Open facontidavide opened 5 years ago
I have an image that can help the discussing: The number of particles is 30.
In my opinion there are a few things that can explain these behavior:
Multi-threading does not speedup the full execution path. It parallels scan matching and ray integration (i.e. mapping). Normalizing the weights for resampling is a sequential action. Thus doubling the threads does not provide ~2x speedup.
More threads can results in an execution penalty while handling the thread-pool. From the image you can see that there is an asymptotic speedup. It can even degrade performance.
Each particle has a map with implicit data sharing (Copy-On-Write). Writing to a map can result in concurrent access to data: mutex lock -> duplicate data -> mutex unlock. The more data is shared between particles the more times this happens.
CPU affinity? If I am not mistaken the linux kernel will hop logical cores when setting a process ready to run. This can result in cache misses.
I have the feeling that it is mostly related to point 3, but I might be wrong.
Anyway, performance gain decrease rapidly above 4 threads
This is just a brainstorming, not really an "issue". You don't need to "solve" it, it is just an open discussion between nerds :)
I noticed that the scalability of the PF Slam is quite poor with the number of threads.

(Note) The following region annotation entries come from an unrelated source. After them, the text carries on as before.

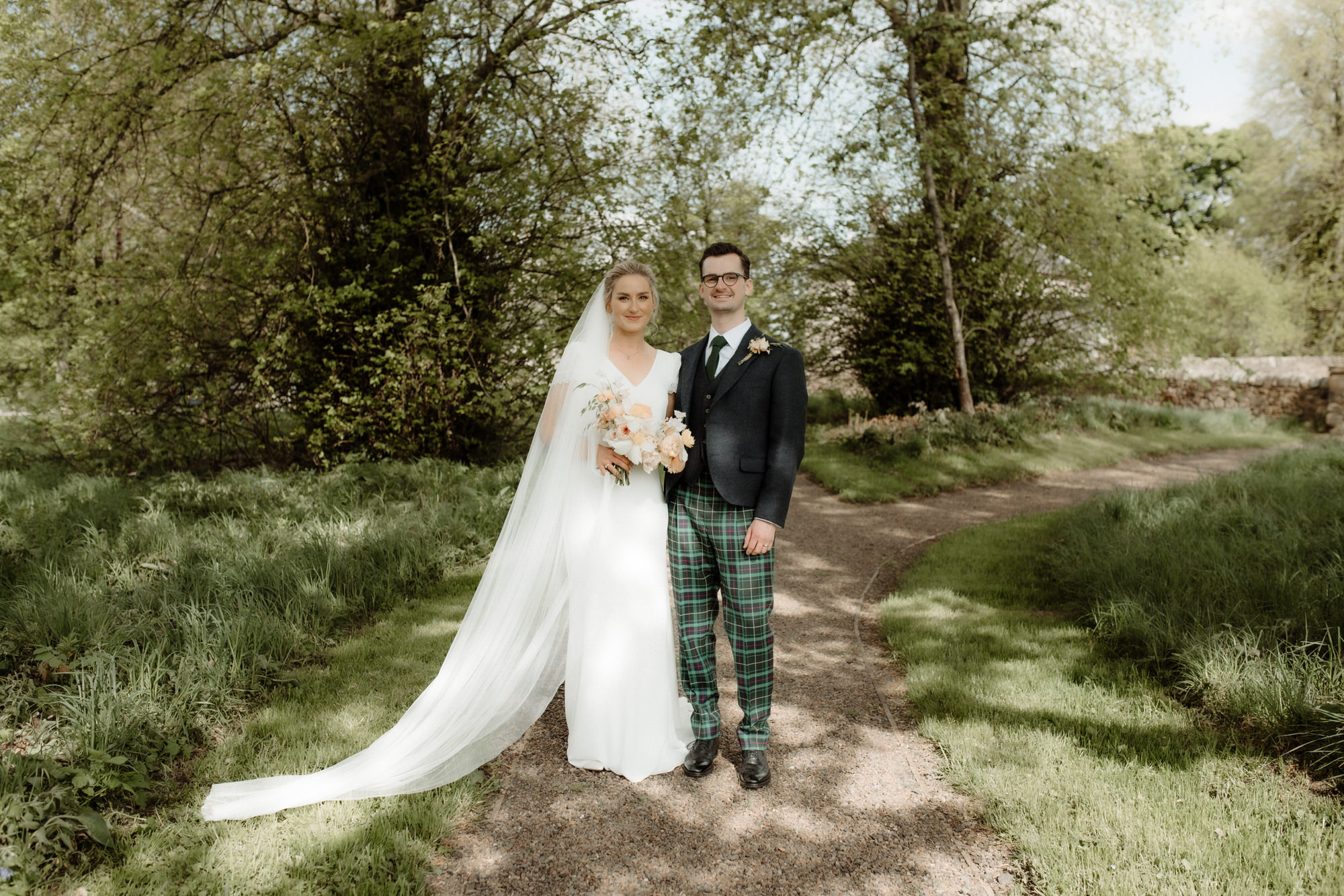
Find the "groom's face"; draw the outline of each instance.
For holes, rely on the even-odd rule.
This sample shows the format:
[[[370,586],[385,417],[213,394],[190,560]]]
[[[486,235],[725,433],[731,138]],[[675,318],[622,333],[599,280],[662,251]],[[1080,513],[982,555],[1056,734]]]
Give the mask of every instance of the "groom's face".
[[[723,274],[728,273],[738,274],[738,281],[731,287],[723,281]],[[704,285],[704,278],[710,274],[719,276],[712,287]],[[700,299],[710,311],[719,313],[742,311],[750,295],[751,281],[743,276],[742,258],[738,256],[710,256],[700,265]]]

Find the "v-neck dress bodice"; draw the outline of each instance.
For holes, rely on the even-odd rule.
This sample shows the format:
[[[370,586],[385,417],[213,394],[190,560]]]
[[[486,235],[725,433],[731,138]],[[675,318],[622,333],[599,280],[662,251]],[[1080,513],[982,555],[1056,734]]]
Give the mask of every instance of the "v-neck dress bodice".
[[[609,383],[628,390],[630,404],[667,413],[681,355],[659,351],[638,385],[605,361]],[[680,766],[694,737],[691,705],[676,687],[667,505],[656,471],[636,467],[628,486],[594,476],[566,513],[577,565],[564,677],[569,760],[641,780]]]

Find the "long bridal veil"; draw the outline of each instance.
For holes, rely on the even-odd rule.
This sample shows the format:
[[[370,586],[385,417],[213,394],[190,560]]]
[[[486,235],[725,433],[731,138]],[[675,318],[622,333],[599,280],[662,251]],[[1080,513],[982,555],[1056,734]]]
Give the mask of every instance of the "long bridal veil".
[[[457,780],[517,740],[564,679],[569,593],[582,557],[566,502],[589,491],[595,436],[583,377],[606,357],[612,319],[599,284],[564,348],[523,476],[485,573],[438,675],[391,731],[306,775],[215,784],[207,821],[251,818],[328,799],[411,794]],[[573,570],[573,574],[571,574]]]

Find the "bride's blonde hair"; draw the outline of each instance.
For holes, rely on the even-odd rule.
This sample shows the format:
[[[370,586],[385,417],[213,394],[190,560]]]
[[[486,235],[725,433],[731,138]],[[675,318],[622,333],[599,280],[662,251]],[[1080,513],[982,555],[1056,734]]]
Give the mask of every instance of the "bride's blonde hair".
[[[660,304],[659,284],[653,280],[653,269],[642,261],[636,261],[634,258],[626,258],[625,261],[616,262],[602,277],[602,304],[607,309],[612,308],[612,291],[616,289],[616,281],[629,274],[638,274],[649,281],[649,292],[653,293],[653,316],[657,316]],[[652,320],[653,318],[649,318],[650,323]]]

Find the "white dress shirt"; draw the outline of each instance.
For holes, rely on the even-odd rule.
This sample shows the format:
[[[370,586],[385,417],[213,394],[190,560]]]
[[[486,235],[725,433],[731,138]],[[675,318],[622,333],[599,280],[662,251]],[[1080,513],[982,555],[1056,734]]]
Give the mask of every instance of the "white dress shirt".
[[[719,369],[714,371],[714,375],[718,377],[720,373],[723,373],[723,369],[728,366],[728,362],[732,361],[732,355],[737,354],[738,351],[738,344],[741,344],[742,338],[747,335],[747,330],[750,328],[751,328],[750,318],[747,318],[746,320],[743,320],[742,323],[739,323],[737,327],[734,327],[727,332],[719,332],[718,330],[714,328],[714,324],[710,324],[710,342],[704,343],[704,361],[702,362],[704,363],[706,369],[708,369],[710,366],[710,352],[714,351],[714,346],[711,343],[714,342],[715,336],[723,336],[724,339],[728,340],[728,344],[726,344],[723,348],[719,350]]]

For instance, moving from 4 threads to 8 increase performance only by 50%. Note that the profiler still say that we are using 100% of 8 CPU!
I do know that there isn't such a thing as perfect scalability, but in this case I think there "might" be a bottleneck somewhere.
I inspected the code and I couldn't find any mutex or potential false sharing, but of course I haven't done an exhaustive search.